«Mettre la Suisse à feu et à sang»15 ans après la crise, le fils de Kadhafi demande l'asile à Genève
Lea Oetiker / trad.
12.6.2025 - 09:41
Hannibal Kadhafi, autrefois à l'origine d'une crise diplomatique entre la Suisse et la Libye, demande aujourd'hui l'asile à Genève depuis une prison libanaise. L'ironie de l'histoire ne pourrait pas être plus grande.
Hannibal al-Kadhafi est détenu au Liban depuis 2015 (photo d'archives).
Morten Juh/epa/Scanpix/dpa
Lea Oetiker / trad.
12.06.2025, 09:41
12.06.2025, 13:55
Il y a 15 ans, Hannibal Kadhafi a provoqué une grave crise diplomatique entre la Suisse et la Libye. Aujourd'hui, il est incarcéré dans une prison libanaise et demande l'asile en Suisse. C'est ce que rapporte le «Blick».
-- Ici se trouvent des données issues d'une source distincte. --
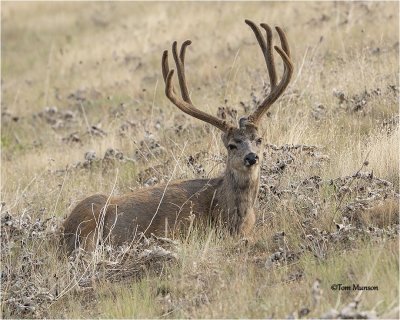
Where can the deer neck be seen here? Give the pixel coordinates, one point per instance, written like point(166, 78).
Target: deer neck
point(237, 196)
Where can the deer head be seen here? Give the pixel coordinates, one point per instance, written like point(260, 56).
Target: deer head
point(243, 142)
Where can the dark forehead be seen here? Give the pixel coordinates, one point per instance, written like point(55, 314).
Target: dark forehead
point(243, 133)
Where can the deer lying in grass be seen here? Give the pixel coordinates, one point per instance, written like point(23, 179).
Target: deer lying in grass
point(228, 200)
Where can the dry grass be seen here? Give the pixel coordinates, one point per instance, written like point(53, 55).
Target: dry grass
point(334, 196)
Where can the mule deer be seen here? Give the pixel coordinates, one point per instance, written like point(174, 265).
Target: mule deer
point(229, 199)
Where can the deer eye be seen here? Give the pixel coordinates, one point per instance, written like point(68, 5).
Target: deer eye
point(231, 147)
Le fils de l'ancien dictateur libyen Mouammar Kadhafi - qui a été renversé en 2011 - espère recevoir de l'aide de Genève, la ville qu'il a dû quitter après son arrestation en 2008.
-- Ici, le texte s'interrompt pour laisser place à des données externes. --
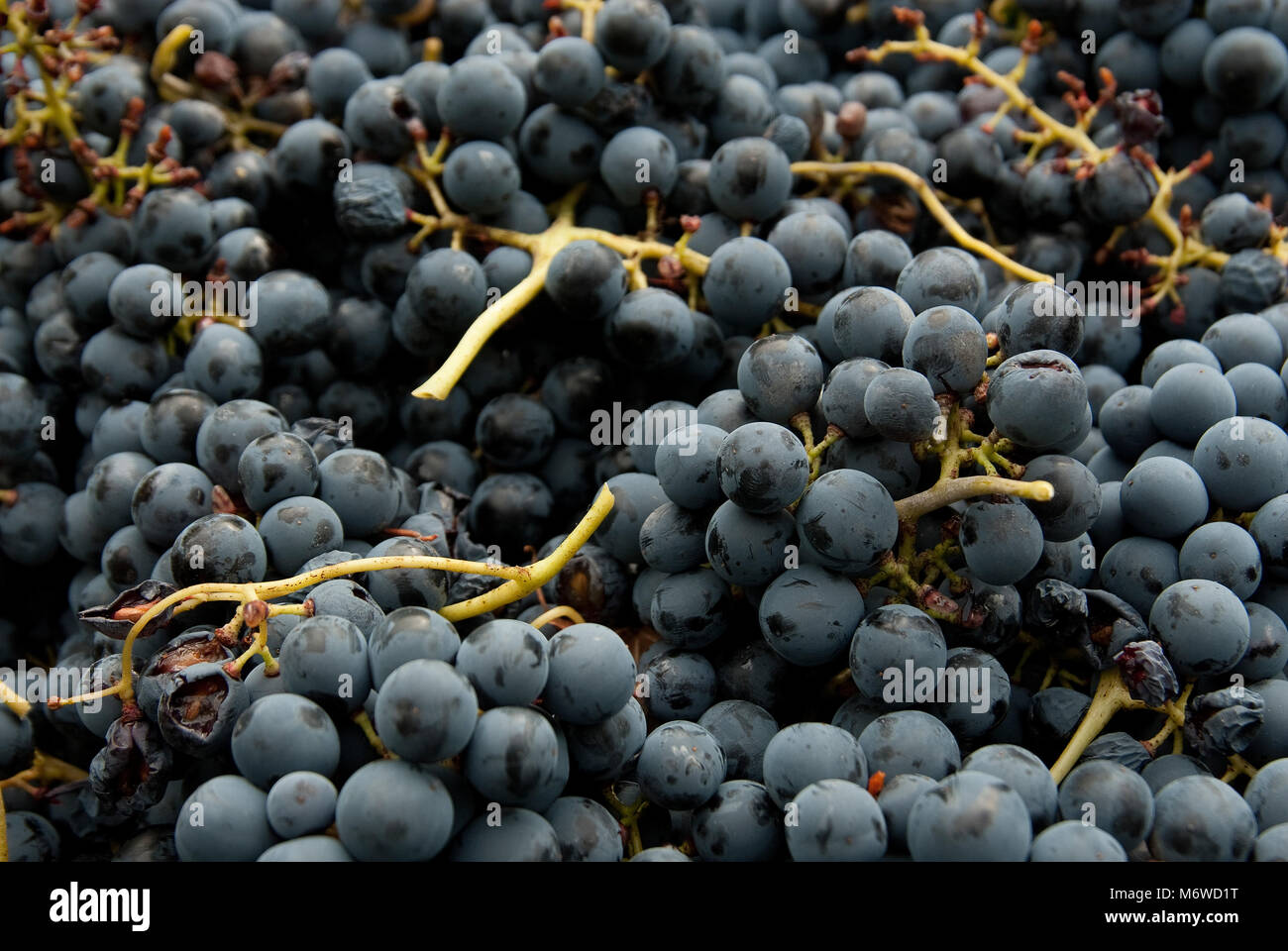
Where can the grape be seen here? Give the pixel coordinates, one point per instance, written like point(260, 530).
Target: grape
point(296, 530)
point(1223, 552)
point(1073, 840)
point(1202, 624)
point(1126, 422)
point(743, 729)
point(1001, 541)
point(910, 741)
point(1163, 497)
point(1267, 645)
point(1245, 65)
point(893, 635)
point(393, 810)
point(224, 363)
point(1260, 392)
point(763, 467)
point(789, 133)
point(1249, 281)
point(970, 816)
point(480, 176)
point(282, 733)
point(1189, 398)
point(738, 823)
point(218, 548)
point(652, 328)
point(941, 276)
point(275, 467)
point(745, 282)
point(690, 608)
point(901, 405)
point(632, 35)
point(603, 750)
point(750, 178)
point(814, 248)
point(200, 707)
point(1077, 500)
point(1201, 818)
point(1137, 570)
point(805, 753)
point(170, 424)
point(681, 766)
point(1030, 380)
point(947, 346)
point(636, 161)
point(1120, 800)
point(513, 754)
point(1241, 462)
point(679, 685)
point(506, 661)
point(232, 826)
point(1271, 740)
point(120, 367)
point(568, 71)
point(446, 290)
point(807, 615)
point(1039, 317)
point(325, 658)
point(1265, 793)
point(745, 548)
point(1120, 189)
point(692, 71)
point(1022, 772)
point(174, 227)
point(587, 270)
point(591, 674)
point(481, 98)
point(872, 322)
point(838, 821)
point(587, 830)
point(300, 804)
En juillet 2008, Hannibal Kadhafi a été arrêté à Genève. La réaction de Tripoli, la capitale libyenne, a été brutale : menaces, réduction des livraisons de pétrole, arrestations, fermeture de l'ambassade suisse. Le régime a menacé de «mettre la Suisse à feu et à sang».
Le dictateur a même fait arrêter deux hommes d'affaires suisses. Ils sont restés bloqués pendant des mois dans le pays et ont été quasiment retenus en otage. Le président de la Confédération de l'époque, Hans-Rudolf Merz, s'est rendu en Libye pour présenter des excuses, mais il est revenu sans succès.
Aujourd'hui, le clan Kadhafi n'a plus d'État, plus d'armée, plus d'ambassades. Et Hannibal Kadhafi est détenu sans procès au Liban depuis 2015, dans le cadre de la disparition de l'imam chiite Moussa Sadr en 1978. Pourtant, le fils Kadhafi avait trois ans au moment de l'incident.
Officiellement, le Libyen est poursuivi pour «détention d'informations». Mais ses avocats, sa femme, ses deux enfants et sa sœur accusent les autorités d'une détention arbitraire, résultant d'une vengeance et de pressions politiques.
Pour la Suisse, le nom d'Hannibal Kadhafi est probablement associé à l'humiliation et au chantage de l'Etat. Mais il veut désormais revenir en Suisse. Il veut demander l'asile à Genève, où il menait autrefois une vie luxueuse.
Son avocat, le Département fédéral des affaires étrangères (DFAE) et le Secrétariat d'Etat aux migrations (SEM) n'ont pas voulu donner d'informations au «Blick» sur ses efforts en matière d'asile. Le SEM souligne toutefois que chaque demande d'asile est examinée individuellement.
Ces derniers mois, les proches de Kadhafi ont intensifié leurs efforts diplomatiques pour attirer l'attention sur son emprisonnement. Ils se sont adressés à des personnalités internationales telles que le président américain Donald Trump et le secrétaire général de l'ONU António Guterres.
Prisonnier sans procès équitable et exposé à des traitements potentiellement inhumains, Hannibal Kadhafi pourrait théoriquement bénéficier de la protection de plusieurs instruments juridiques internationaux, dont ceux des Conventions de Genève.
La décision d'accorder l'asile à Kadhafi appartient au pays dans lequel il dépose sa demande ce qui constitue un désavantage pour lui. De plus, la coopération avec les autorités locales est difficile car il est loin. Tant que le litige concernant le religieux chiite ne sera pas résolu, cela ne changera probablement pas.